Appointed incumbent Steve Hobbs, a Democrat, faced a serious challenge from Julie Anderson, an independent with good credentials for the job as Pierce County auditor. Anderson squeaked through the primary because three Republicans split the vote and didn’t qualify through the top two primary.

Republican Brad Klippert, a Kennewick legislator who failed in his bid to oust US Rep. Dan Newhouse in Central Washington, then decided to run a write-in campaign for secretary of state. As of Friday, Anderson was about 51,000 votes behind Hobbs; the write-in total was more than 85,000.

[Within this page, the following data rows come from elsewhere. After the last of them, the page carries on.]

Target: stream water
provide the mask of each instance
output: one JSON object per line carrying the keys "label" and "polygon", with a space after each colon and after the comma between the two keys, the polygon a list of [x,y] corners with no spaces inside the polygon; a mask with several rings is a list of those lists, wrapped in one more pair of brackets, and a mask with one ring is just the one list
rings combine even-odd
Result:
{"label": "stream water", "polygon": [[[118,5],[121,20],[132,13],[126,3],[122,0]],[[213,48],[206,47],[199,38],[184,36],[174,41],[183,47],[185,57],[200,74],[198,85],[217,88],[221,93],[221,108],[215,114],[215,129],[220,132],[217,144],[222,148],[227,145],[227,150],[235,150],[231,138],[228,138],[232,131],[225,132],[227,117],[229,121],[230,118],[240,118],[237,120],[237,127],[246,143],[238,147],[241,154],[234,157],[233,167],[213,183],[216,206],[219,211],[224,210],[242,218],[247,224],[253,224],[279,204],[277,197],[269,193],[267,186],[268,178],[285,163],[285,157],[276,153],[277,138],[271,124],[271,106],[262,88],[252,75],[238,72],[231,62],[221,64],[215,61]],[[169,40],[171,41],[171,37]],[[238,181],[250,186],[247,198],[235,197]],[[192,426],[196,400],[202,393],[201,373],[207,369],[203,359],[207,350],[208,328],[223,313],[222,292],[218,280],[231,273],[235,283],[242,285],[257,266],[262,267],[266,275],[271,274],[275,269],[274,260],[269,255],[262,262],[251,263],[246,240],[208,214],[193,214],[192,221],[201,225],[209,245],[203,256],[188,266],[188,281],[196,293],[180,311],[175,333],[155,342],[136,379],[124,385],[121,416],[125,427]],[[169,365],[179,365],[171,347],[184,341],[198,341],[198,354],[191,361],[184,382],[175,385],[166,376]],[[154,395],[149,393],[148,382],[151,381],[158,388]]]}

By comparison, the write-in total in the only other statewide contested race, between Murray and Smiley, was about 4,700. It was fairly consistent among all 39 counties and always below 1%, while the write-ins for secretary of state were highest in counties that voted for Smiley, and topped 10% in some Central Washington counties near Klippert’s legislative district.

Polls don’t predict elections. Television talking heads learn this every election and promptly forget it.

They don’t foretell the future, they give you a snapshot view of public opinion at the time they are conducted. Every pollster uses a different formula – some better than others and none perfect – so you can’t compare one set of results with another. Depending on the formula, the snapshot may be in soft focus or completely out of focus when you get the results and that gets worse with time.

Campaigns tend to use polls to test public sentiment on issues. They always ask the “if the election were held today, who would you vote for” question to track how the campaign message is playing since the last time they polled.

Reporters should never accept at face value the results of a “how would you vote” question from a campaign without seeing the methodology and the rest of the poll. And if a campaign shares the issues results but not numbers for their candidate, the results for that question are inevitably bad.

Tsunami waves are rare in nature and even rarer in politics. Neither are predictable weeks or even days ahead of time, so political operatives and pundits should be banned from predicting them and only use the term after the results are in.